Are we alone in the universe? This is one of the most important questions that science has been trying to answer for us. Building on previous discoveries, the Perseverance rover is helping answer that question. If it found evidence that there was once life on Mars, a planet that was once warmer and wetter but is now very inhospitable, there is a good chance that life is abundant throughout the cosmos.

Perseverance is currently roving next to an ancient river delta on Mars, taking samples and using its instruments to scan the various rock deposits. Here on Earth, river deltas are teeming with life. They are also places where the signs of past life — organic compounds — become concentrated in the layers of sediment and rock as they build up over time. So, if life did develop on Mars long ago, a river delta like the one in Jezero crater is just about the best place to look for those same signs of life.

This map of the western edge of Jezero Crater shows the path of the Perseverance rover since its mission began in February 2021 (white line), and the rover’s current location (red star). Credit: NASA

When the rover collected two of its latest samples, from Skinner Ridge and Wildcat Ridge, it sent back some exciting results.

While the rocks appear quite different, they both formed in a habitable environment. That is, the conditions at the time and place where these rock deposits were laid down were friendly to life as we know it. However, the fine-grain structure and lighter colour of the Wildcat Ridge sample made it particularly interesting.

Perseverance-sample-locations-Skinner-Wildcat-NASAThese two abrasion patches show the Skinner Ridge sample rock (left), which is made of larger rounded grains cemented together, and the Wildcat Ridge sample rock (right), which is smooth and fine-grained. Both are exactly the kind of rocks NASA is looking for to find potential biosignatures. Credit: NASA

“In the distant past, the sand, mud, and salts that now make up the Wildcat Ridge sample were deposited under conditions where life could potentially have thrived,” Perseverance project scientist Ken Farley, from Caltech, said in a NASA press release.

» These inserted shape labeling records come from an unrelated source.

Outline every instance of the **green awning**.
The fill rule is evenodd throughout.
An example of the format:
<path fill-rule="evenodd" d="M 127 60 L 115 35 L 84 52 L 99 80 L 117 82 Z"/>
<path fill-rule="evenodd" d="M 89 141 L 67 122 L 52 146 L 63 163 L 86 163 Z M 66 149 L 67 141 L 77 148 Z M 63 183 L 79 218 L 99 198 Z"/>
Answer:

Scanning the Wildcat Ridge abrasion patch using SHERLOC, the Scanning Habitable Environments with Raman and Luminescence for Organics and Chemicals, Perseverance detected a treasure-trove of organic compounds.

“In Wildcat Ridge, we detected signals that we think are from a class of organic matter called aromatics, which are stable molecules made up of carbon, hydrogen, and sometimes other elements, with ring structure,” Sunanda Sharma, the SHERLOC scientist at NASA’s Jet Propulsion Laboratory, said during a press briefing on these results on Thursday.

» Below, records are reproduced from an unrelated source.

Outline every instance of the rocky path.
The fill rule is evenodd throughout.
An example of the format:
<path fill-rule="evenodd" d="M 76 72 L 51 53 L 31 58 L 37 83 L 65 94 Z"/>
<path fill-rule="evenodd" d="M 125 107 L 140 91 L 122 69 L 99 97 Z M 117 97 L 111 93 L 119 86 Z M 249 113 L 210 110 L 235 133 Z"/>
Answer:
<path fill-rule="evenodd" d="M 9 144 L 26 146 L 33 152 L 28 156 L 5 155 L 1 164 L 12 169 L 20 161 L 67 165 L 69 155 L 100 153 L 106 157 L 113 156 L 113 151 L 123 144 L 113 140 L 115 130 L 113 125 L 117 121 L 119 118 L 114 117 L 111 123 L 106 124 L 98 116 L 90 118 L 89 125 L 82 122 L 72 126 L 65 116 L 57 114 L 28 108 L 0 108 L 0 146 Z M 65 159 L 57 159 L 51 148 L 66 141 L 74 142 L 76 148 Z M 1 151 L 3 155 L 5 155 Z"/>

“These signals were present in nearly every single point, in every scan. They are also some of the brightest that we’ve seen thus far on the mission, and they are about seven times brighter than what we saw at Thorton Gap, which is the abration patch on Skinner Ridge,” Sharma explained.

According to Sharma, these aromatics were found alongside sulphate minerals. Similar conditions have been found here on Earth, where sulphates tend to preserve organic compounds. This suggests that these Martian organics and sulphates were deposited and concentrated in this location of the delta as the lake in Jezero Crater dried up.

“This makes these samples and this set of observations some of the most intriguing that we’ve done so far on the mission, and it fulfills some of the excitement that the team had when we were approaching the delta front,” Sharma said.

This discovery confirms that Perseverance was definitely sent to the right place on Mars, with the right set of tools, to conduct its search for signs of ancient life.

Wildcat-Ridge-Skinner-Ridge-Jezero-Delta-Perseverance-NASAThis composite image of the delta front puts the rover’s latest samples into context, showing the locations of the Wildcat Ridge and Skinner Ridge sampling areas. The inset views show mosaic views from the rover of each after a sample was drilled from the rock. Credit: NASA/Scott Sutherland

But what’s the truly exciting part of all this? Perseverance’s SHERLOC instrument picked up signs of organic matter in these rocks. While the rover has already found organic compounds in other areas of the crater, the Wildcat Ridge sample showed the strongest detection of organics so far!

Signs of life? Maybe…

What Perseverance has found here are ‘potential biosignatures’.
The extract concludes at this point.